Así lo destacó Luis Salinas, Presidente de la Asociación Paraguaya de Criadores de Ovinos (Apco), quien también celebró la creciente demanda de genética paraguaya por parte de países como Uruguay y Argentina.
"En este primer semestre, lo más resaltante fue lograr la exportación de carne ovina. A eso se suma la alegría de que nuestra genética sea requerida en la región", expresó Salinas.
Aunque los avances son importantes, aún persisten desafíos, principalmente en el volumen de producción. Salinas explicó que la falta de vientres limita la capacidad para cumplir con los compromisos asumidos.
"El sentimiento es encontrado: alegría por lo logrado, pero también el desafío de seguir creciendo", afirmó.
Actualmente, Paraguay faena entre 6.500 y 7.000 corderos al año para consumo interno, una cifra que resulta insuficiente ante la reciente apertura del mercado de exportación. La escasa disponibilidad impide mantener una reposición continua en supermercados, lo que limita el abastecimiento estable.
El país cuenta con unas 1.300.000 cabezas ovinas, según estimaciones de la Apco, aunque el número aún no es exacto. Con el ingreso a nuevos mercados, se espera una mayor formalización del sector productivo, lo que permitiría mejorar la capacidad productiva y el control del inventario nacional.
De acuerdo al gremio, se necesitarían entre 5 y 15 millones de vientres para sostener una producción estable y cubrir tanto la demanda local como internacional.

La genética ovina paraguaya también está ganando terreno en el exterior. "Santa Inés y Dorper se están posicionando fuertemente. Que países con gran tradición ovina como Argentina y Uruguay vengan a comprar nuestros reproductores habla muy bien de lo que estamos haciendo", destacó Salinas.
Además de las exportaciones a países vecinos, hay interés desde Colombia, Bolivia y Brasil. En paralelo, Paraguay continúa importando genética desde Europa y Sudáfrica para seguir mejorando la calidad de sus reproductores. "El pilar de la producción de carne es la genética. Si no tenemos un buen reproductor, no vamos a tener un buen cordero", apuntó.
En cuanto a precios, la carne ovina se vende al frigorífico a unos US$ 3,80 por kilo de peso vivo. En supermercados, el precio al consumidor final ronda entre G. 57.000 y G. 69.000 por kilo.

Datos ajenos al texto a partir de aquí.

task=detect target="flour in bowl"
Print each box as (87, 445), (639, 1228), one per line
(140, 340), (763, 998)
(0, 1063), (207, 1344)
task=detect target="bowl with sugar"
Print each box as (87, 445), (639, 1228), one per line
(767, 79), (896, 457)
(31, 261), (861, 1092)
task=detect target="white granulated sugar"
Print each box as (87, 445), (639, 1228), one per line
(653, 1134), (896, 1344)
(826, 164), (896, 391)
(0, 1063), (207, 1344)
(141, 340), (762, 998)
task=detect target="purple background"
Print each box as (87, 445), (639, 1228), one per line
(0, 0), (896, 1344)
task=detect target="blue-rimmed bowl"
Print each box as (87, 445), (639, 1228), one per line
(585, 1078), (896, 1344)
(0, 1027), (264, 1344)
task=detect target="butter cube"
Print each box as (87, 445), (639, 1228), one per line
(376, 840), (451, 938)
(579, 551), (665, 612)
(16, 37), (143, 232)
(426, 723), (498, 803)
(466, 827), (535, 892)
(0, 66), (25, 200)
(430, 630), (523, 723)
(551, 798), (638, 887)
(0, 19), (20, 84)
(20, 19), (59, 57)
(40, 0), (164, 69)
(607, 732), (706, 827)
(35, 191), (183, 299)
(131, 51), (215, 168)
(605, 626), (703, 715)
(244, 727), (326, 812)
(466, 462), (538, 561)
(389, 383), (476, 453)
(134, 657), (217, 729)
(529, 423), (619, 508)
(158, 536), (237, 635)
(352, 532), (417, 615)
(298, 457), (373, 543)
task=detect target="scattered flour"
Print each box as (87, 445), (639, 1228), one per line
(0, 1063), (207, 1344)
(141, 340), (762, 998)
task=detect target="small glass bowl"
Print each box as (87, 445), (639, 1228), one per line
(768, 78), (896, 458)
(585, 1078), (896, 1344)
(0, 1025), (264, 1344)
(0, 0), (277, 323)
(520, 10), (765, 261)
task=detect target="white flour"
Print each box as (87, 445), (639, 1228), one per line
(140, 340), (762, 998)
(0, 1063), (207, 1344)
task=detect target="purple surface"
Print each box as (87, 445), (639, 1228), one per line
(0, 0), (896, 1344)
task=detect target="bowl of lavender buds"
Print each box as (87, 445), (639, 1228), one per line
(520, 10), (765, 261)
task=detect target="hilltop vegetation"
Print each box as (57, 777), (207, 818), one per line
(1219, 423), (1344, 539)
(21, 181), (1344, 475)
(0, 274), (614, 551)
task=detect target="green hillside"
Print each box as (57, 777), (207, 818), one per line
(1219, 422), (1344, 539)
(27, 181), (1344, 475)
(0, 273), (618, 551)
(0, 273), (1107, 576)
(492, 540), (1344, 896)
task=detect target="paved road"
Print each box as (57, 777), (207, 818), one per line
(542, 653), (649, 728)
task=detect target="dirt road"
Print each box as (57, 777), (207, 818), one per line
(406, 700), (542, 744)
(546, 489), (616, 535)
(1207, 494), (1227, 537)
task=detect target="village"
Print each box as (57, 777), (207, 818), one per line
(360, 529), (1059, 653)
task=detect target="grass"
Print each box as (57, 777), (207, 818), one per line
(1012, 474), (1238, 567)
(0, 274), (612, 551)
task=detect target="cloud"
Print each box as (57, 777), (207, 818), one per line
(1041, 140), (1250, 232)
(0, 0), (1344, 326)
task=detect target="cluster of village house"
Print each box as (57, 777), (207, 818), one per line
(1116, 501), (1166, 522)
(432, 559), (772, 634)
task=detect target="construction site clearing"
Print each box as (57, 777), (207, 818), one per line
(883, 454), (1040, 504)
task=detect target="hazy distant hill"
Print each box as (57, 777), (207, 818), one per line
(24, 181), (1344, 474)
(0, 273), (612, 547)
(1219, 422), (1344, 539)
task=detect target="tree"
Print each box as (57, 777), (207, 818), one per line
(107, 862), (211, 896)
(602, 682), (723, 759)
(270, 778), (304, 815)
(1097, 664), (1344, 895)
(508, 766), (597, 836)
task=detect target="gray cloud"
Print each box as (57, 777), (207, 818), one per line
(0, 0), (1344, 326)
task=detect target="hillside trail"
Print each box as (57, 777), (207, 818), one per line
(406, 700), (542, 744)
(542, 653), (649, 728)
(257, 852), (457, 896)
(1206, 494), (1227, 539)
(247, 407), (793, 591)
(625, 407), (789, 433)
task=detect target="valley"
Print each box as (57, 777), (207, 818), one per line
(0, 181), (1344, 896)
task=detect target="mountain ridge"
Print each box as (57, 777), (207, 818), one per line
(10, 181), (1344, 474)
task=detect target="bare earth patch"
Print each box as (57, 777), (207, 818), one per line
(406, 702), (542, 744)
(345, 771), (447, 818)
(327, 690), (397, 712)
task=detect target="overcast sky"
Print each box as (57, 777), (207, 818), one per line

En genética, un reproductor macho puede alcanzar un valor promedio de G. 12 millones en remates, mientras que una hembra ronda entre G. 6 y G. 8 millones. El último remate de la Apco facturó más de G. 1.200 millones.
Para el segundo semestre, el panorama es alentador. Existen pedidos desde varios países y el mercado internacional muestra interés en la producción paraguaya.
Finalmente Salinas reconoció que el principal reto sigue siendo aumentar la cantidad de vientres para sostener una producción a escala y aprovechar plenamente esta nueva etapa de expansión.